An American author who warned big data could increase inequality and pose a threat to democracy will be a keynote speaker at an industry event in Edinburgh next month.
Cathy O’Neil, whose books include Weapons of Math Destruction, will be among the big names appearing at the 2018 Data Summit at the capital’s Assembly Rooms on March 22 and 23.
The mathematics expert has asserted that in a variety of fields - from insurance to advertising - big data and algorithms can lead to decisions that harm the poor, reinforcing racism and amplifying inequality.
“The algorithms are like shiny new toys that we can’t resist using,” she said in a 2016 Guardian interview. “We trust them so much that we project meaning on to them.”
Data Summit is a key part of the wider DataFest18, which takes place in venues across Scotland.
The conference will focus on “data warriors” - drawn from a variety of professions - by offering them the tools and leadership skills required.
Organised by The Data Lab, the Scottish Government-backed innovation centre launched in 2014, a key message will be that collaboration across sectors is key to supporting future data warriors.
By bringing different industries, expertise and data together, organisers said it would help realise “the huge potential of data”.
The return of the event marks a good year for the centre.
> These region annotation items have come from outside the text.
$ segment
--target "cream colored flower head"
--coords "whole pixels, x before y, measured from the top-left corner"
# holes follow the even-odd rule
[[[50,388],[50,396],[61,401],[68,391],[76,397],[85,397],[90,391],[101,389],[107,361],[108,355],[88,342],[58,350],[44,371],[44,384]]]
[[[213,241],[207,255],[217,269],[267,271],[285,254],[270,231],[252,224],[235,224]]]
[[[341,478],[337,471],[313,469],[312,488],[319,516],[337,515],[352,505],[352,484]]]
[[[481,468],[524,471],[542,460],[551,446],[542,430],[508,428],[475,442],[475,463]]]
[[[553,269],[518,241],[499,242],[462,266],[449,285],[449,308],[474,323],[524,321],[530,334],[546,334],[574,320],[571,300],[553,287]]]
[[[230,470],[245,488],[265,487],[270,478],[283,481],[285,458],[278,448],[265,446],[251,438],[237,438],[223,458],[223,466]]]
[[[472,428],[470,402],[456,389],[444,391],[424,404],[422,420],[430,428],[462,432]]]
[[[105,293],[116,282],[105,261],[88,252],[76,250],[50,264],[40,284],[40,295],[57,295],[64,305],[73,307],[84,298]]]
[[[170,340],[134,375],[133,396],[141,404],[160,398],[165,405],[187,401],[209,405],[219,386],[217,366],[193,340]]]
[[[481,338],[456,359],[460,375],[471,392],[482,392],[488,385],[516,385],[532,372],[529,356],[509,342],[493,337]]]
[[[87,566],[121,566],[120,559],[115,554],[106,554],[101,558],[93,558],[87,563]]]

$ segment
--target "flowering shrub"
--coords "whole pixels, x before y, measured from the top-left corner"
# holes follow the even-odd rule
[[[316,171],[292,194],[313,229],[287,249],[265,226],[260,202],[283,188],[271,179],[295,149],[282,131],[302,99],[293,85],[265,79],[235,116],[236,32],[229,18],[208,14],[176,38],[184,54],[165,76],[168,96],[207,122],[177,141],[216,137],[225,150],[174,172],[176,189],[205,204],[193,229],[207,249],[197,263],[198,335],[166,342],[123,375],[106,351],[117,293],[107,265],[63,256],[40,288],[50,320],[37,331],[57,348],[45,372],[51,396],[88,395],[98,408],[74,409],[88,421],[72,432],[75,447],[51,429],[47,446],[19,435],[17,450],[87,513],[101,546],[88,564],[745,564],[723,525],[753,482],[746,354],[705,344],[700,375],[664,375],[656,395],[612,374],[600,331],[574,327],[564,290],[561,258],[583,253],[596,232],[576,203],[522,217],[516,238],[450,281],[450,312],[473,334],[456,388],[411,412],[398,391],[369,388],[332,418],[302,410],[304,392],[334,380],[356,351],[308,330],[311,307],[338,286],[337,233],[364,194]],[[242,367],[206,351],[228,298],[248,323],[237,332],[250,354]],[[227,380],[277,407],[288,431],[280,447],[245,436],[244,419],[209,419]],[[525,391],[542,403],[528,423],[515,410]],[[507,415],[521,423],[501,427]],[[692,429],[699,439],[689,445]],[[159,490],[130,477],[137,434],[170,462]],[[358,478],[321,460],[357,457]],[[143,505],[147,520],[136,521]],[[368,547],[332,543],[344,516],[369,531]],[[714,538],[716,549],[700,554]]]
Its annual contribution to the economy has doubled to £70 million after ramping up the number of research projects it supports.
Among the returning speakers at the Data Summit will be Dr Hannah Fry, who said “the more open and collaborative data is, the better use it will be to society”.
Gillian Docherty, CEO of The Data Lab, said: “In this second year of DataFest, we’ve pulled together a compelling programme of international speakers, all of whom are at the cutting edge of data technology across numerous industries. Their involvement within the event clearly demonstrates Scotland’s place as a key player on the global data stage.
“The Data Summit is a great opportunity for attendees to hear about others’ data experiences through sessions on how to lead successful programmes.”